All we know at the beginning is that the child has a high fever, sore throat and is unwell. Very vague but it’s a start. What would be the very broad differential diagnosis for this child’s illness in today’s hospitals?
My method for producing a differential diagnosis is to use the following list in order, and then to fit a system-based approach afterwards:
- Life-threatening conditions
- Common conditions
- Uncommon conditions
Then the systems: respiratory, cardiovascular, neurological, genitourinary, gastrointestinal, skin, bone and joint can be considered under each heading.
The differential diagnosis of a high fever and sore throat in a young child being admitted today in a UK hospital might include:
- Life-threatening conditions : epiglottitis, pertussis (whooping cough)

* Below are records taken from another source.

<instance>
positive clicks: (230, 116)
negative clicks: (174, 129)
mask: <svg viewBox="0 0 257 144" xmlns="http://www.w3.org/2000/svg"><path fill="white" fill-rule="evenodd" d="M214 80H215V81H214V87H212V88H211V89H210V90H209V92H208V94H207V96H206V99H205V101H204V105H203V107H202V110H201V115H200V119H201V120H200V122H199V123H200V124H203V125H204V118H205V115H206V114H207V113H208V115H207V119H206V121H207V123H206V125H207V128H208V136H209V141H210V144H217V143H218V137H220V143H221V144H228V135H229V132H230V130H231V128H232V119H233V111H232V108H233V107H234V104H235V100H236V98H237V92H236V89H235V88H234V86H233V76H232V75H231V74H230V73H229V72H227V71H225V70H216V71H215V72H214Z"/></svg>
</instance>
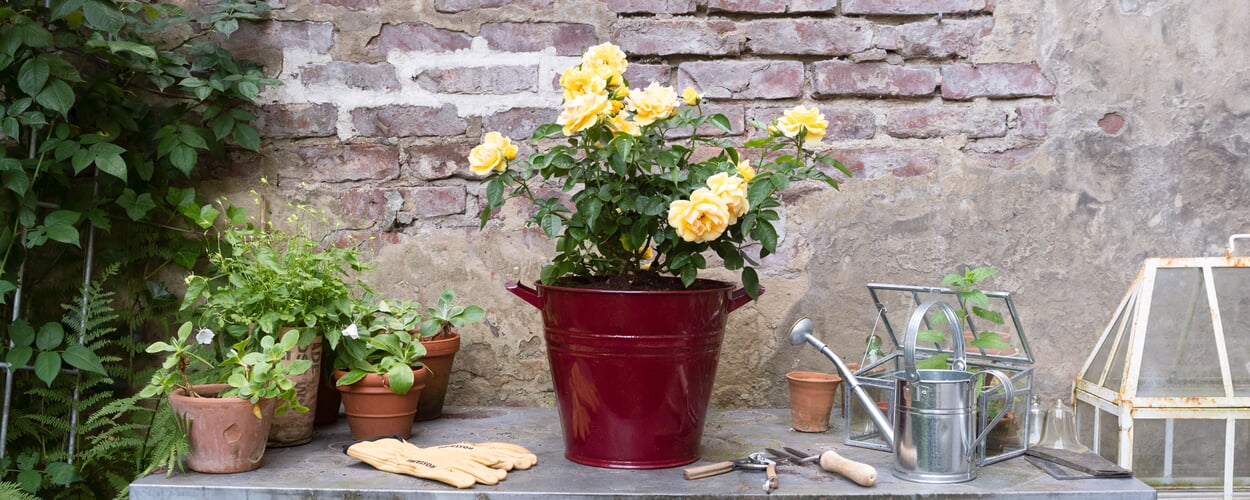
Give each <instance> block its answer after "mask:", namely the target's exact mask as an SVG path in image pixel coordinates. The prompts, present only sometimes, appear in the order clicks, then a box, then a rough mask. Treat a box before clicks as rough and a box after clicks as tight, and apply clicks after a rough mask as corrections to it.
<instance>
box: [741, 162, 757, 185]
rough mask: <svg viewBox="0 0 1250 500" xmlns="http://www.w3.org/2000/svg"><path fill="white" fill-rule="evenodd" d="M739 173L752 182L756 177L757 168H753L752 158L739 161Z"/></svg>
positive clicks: (744, 181) (748, 180)
mask: <svg viewBox="0 0 1250 500" xmlns="http://www.w3.org/2000/svg"><path fill="white" fill-rule="evenodd" d="M737 175H741V176H742V181H744V183H750V181H751V179H755V169H754V168H751V160H742V161H739V163H737Z"/></svg>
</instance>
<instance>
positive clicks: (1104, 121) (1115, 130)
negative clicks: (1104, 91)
mask: <svg viewBox="0 0 1250 500" xmlns="http://www.w3.org/2000/svg"><path fill="white" fill-rule="evenodd" d="M1098 126H1099V128H1100V129H1103V131H1104V133H1108V135H1116V134H1119V133H1120V130H1121V129H1124V116H1121V115H1120V114H1119V113H1108V114H1105V115H1103V118H1100V119H1099V120H1098Z"/></svg>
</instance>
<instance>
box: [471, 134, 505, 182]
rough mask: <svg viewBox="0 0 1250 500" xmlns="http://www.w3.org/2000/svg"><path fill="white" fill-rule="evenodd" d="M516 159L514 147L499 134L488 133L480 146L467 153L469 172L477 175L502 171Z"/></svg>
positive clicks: (485, 174)
mask: <svg viewBox="0 0 1250 500" xmlns="http://www.w3.org/2000/svg"><path fill="white" fill-rule="evenodd" d="M515 158H516V145H514V144H512V140H511V139H507V138H506V136H504V135H502V134H500V133H487V134H486V135H485V136H484V138H482V141H481V144H479V145H477V146H476V148H474V149H472V150H471V151H469V170H472V173H474V174H477V175H487V174H490V173H491V171H504V169H506V168H507V160H512V159H515Z"/></svg>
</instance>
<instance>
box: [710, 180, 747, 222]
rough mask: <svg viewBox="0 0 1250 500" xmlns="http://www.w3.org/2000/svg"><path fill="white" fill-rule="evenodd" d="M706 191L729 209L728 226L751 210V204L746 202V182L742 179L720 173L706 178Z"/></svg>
mask: <svg viewBox="0 0 1250 500" xmlns="http://www.w3.org/2000/svg"><path fill="white" fill-rule="evenodd" d="M707 189H709V190H711V192H712V194H714V195H716V196H717V197H720V199H721V201H724V202H725V207H726V209H729V224H730V225H734V222H737V217H740V216H742V214H746V210H750V207H751V202H750V201H747V200H746V183H744V181H742V178H739V176H736V175H735V176H729V174H726V173H720V174H716V175H712V176H710V178H707Z"/></svg>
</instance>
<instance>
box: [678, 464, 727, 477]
mask: <svg viewBox="0 0 1250 500" xmlns="http://www.w3.org/2000/svg"><path fill="white" fill-rule="evenodd" d="M731 470H734V462H731V461H721V462H716V464H711V465H700V466H697V467H690V469H682V470H681V475H682V476H684V477H686V479H704V477H711V476H714V475H717V474H725V472H729V471H731Z"/></svg>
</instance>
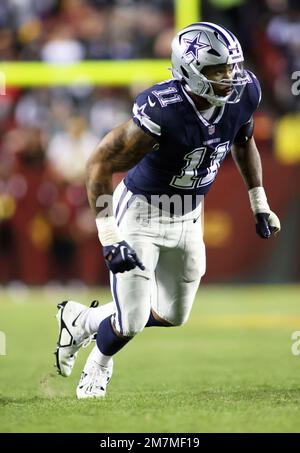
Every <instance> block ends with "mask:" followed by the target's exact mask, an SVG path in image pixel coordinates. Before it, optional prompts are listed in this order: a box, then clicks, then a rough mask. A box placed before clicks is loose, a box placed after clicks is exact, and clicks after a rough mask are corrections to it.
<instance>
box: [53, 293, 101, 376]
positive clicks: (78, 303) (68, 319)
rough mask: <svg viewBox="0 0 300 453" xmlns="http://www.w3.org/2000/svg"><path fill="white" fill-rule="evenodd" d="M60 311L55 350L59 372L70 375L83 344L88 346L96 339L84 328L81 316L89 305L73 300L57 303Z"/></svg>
mask: <svg viewBox="0 0 300 453" xmlns="http://www.w3.org/2000/svg"><path fill="white" fill-rule="evenodd" d="M97 306H98V301H93V302H92V303H91V307H97ZM57 308H58V312H57V315H56V319H57V322H58V342H57V348H56V351H55V353H54V354H55V357H56V367H57V371H58V373H59V374H61V375H62V376H65V377H68V376H70V374H71V373H72V370H73V367H74V364H75V360H76V358H77V355H78V352H79V349H80V348H81V346H83V347H87V346H88V345H89V344H90V342H91V341H92V340H93V339H95V334H94V335H89V334H87V333H86V332H85V330H84V329H83V328H82V326H81V324H80V322H79V319H78V318H79V317H80V315H81V314H82V313H83V312H85V311H86V310H87V309H88V307H87V306H86V305H83V304H79V303H78V302H74V301H72V300H67V301H64V302H61V303H59V304H58V305H57Z"/></svg>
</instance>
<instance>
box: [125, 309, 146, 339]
mask: <svg viewBox="0 0 300 453" xmlns="http://www.w3.org/2000/svg"><path fill="white" fill-rule="evenodd" d="M148 317H149V316H148V313H147V314H144V313H138V312H133V313H131V314H130V315H129V316H128V317H127V320H126V321H127V322H126V323H125V326H124V327H125V329H124V333H123V335H125V336H127V337H134V336H135V335H137V334H138V333H140V332H142V330H144V327H145V326H146V324H147V321H148Z"/></svg>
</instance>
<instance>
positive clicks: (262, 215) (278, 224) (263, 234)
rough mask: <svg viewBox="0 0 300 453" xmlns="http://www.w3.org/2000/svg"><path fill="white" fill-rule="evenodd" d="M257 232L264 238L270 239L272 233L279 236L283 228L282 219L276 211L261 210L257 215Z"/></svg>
mask: <svg viewBox="0 0 300 453" xmlns="http://www.w3.org/2000/svg"><path fill="white" fill-rule="evenodd" d="M255 219H256V233H257V234H258V236H259V237H261V238H263V239H268V238H269V237H270V236H272V234H274V236H277V234H278V233H279V231H280V230H281V225H280V220H279V218H278V217H277V215H276V214H274V212H272V211H270V212H259V213H257V214H256V215H255Z"/></svg>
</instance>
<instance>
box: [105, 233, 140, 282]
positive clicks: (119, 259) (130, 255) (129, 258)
mask: <svg viewBox="0 0 300 453" xmlns="http://www.w3.org/2000/svg"><path fill="white" fill-rule="evenodd" d="M103 255H104V258H105V263H106V265H107V267H108V269H109V270H110V271H111V272H112V273H113V274H117V273H118V272H121V273H122V272H126V271H130V270H131V269H134V268H135V267H136V266H138V267H139V268H140V269H141V270H142V271H143V270H145V266H144V265H143V263H142V262H141V261H140V260H139V258H138V256H137V254H136V252H135V251H134V250H133V248H131V247H130V245H129V244H127V242H126V241H122V242H116V243H115V244H112V245H106V246H104V247H103Z"/></svg>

- Common: non-specific viral upper respiratory tract infection, croup, tonsillitis, scarlet fever
- Uncommon: diphtheria, Kawasaki’s disease, measles
The immunisation history is important when putting the differential diagnosis of fever and sore throat into the historical context of Poldark’s 18th Century Cornwall. Not only were vaccines not available but the bacterial and viral causes of diseases had not even been discovered! So in this historical context our differential of a high fever and sore throat would include:
- Life-threatening conditions: diphtheria, epiglottitis, pertussis (whooping cough), measles
- Common: non-specific viral upper respiratory tract infection (URTI), croup, tonsillitis, scarlet fever
- Uncommon: Kawasaki’s disease
The same differential diagnosis would apply to countries with low vaccine availability or coverage. It is still important to remember this even in the UK as patients from Eastern Europe and the former Soviet States, who have not been vaccinated, may present to the NHS.
So let’s now look at the 18th Century child’s symptoms in more detail. Not only does she have the fever and sore throat but she is also having difficulty breathing. The problem seems to be the actual movement of air in and out which implies a narrowing of the pharynx, epiglottis or trachea. The airway narrowing allows us to exclude pertussis, measles, non-specific viral URTI, scarlet fever and Kawasaki’s disease, as none of these present with airway narrowing. Added to this there is no spasmodic cough so pertussis is even more unlikely and the absence of a rash makes scarlet fever and measles very unlikely indeed (in scarlet fever the rash is typically a diffuse “sunburn style” rash see the blog on scarlet fever).
So our historical differential diagnosis might now look something like:
- Life-threatening conditions: diphtheria, epiglottitis
- Common: croup, tonsillitis
Croup can be excluded by careful attention to the child’s breathing pattern; croup causes a barking cough, sounding much like a seal, and the child is not usually that unwell even if they sound dreadful! This leaves us with 3 possible diagnoses which can be differentiated by a careful and I really mean careful examination of the child. If the child is very unwell and really struggling to breath then any examination should only be done with the ability to perform an emergency tracheostomy just in case the swollen airway shuts off completely. If in doubt get help before examining the child’s throat!
So for Poldark we really have a choice between diphtheria and severe tonsillitis and given the symptoms of "putrid throat", severe life-threatening disease, contagiousness and cardiac symptoms, we can narrow our differential down to a definitive diagnosis… diphtheria. If you want to know more about diphtheria see the original blog on Poldark’s Putrid Throat. If you search hard enough on the internet too you’ll find an interview with a BBC producer who says they based the story on diphtheria! Being able to differentiate the diagnosis yourself though is surely more satisfying. :-)
So that’s the process of exploring a differential diagnosis and how I came to the conclusion that Poldark’s Putrid Throat was diphtheria. Jessica was right, scarlet fever was considered as part of the differential, but on balance I believe that diphtheria was the culprit.
The art of developing a differential diagnosis appears to have gone out of day-to-day medicine and I think we should try and bring it back. Most of the time I see doctors trying to pinpoint a single diagnosis at the point the patient is admitted without waiting for further information from the history, examination and investigations. I think this is a mistake and possibly wrong, it takes away our diagnostic skills. As a result no one questions whether the initial diagnosis is right or wrong and therefore a patient can end up being treated for one infection when they actually have another. Keep an open mind; it is good practice and ultimately it makes for safer medicine and it’s certainly more fulfilling.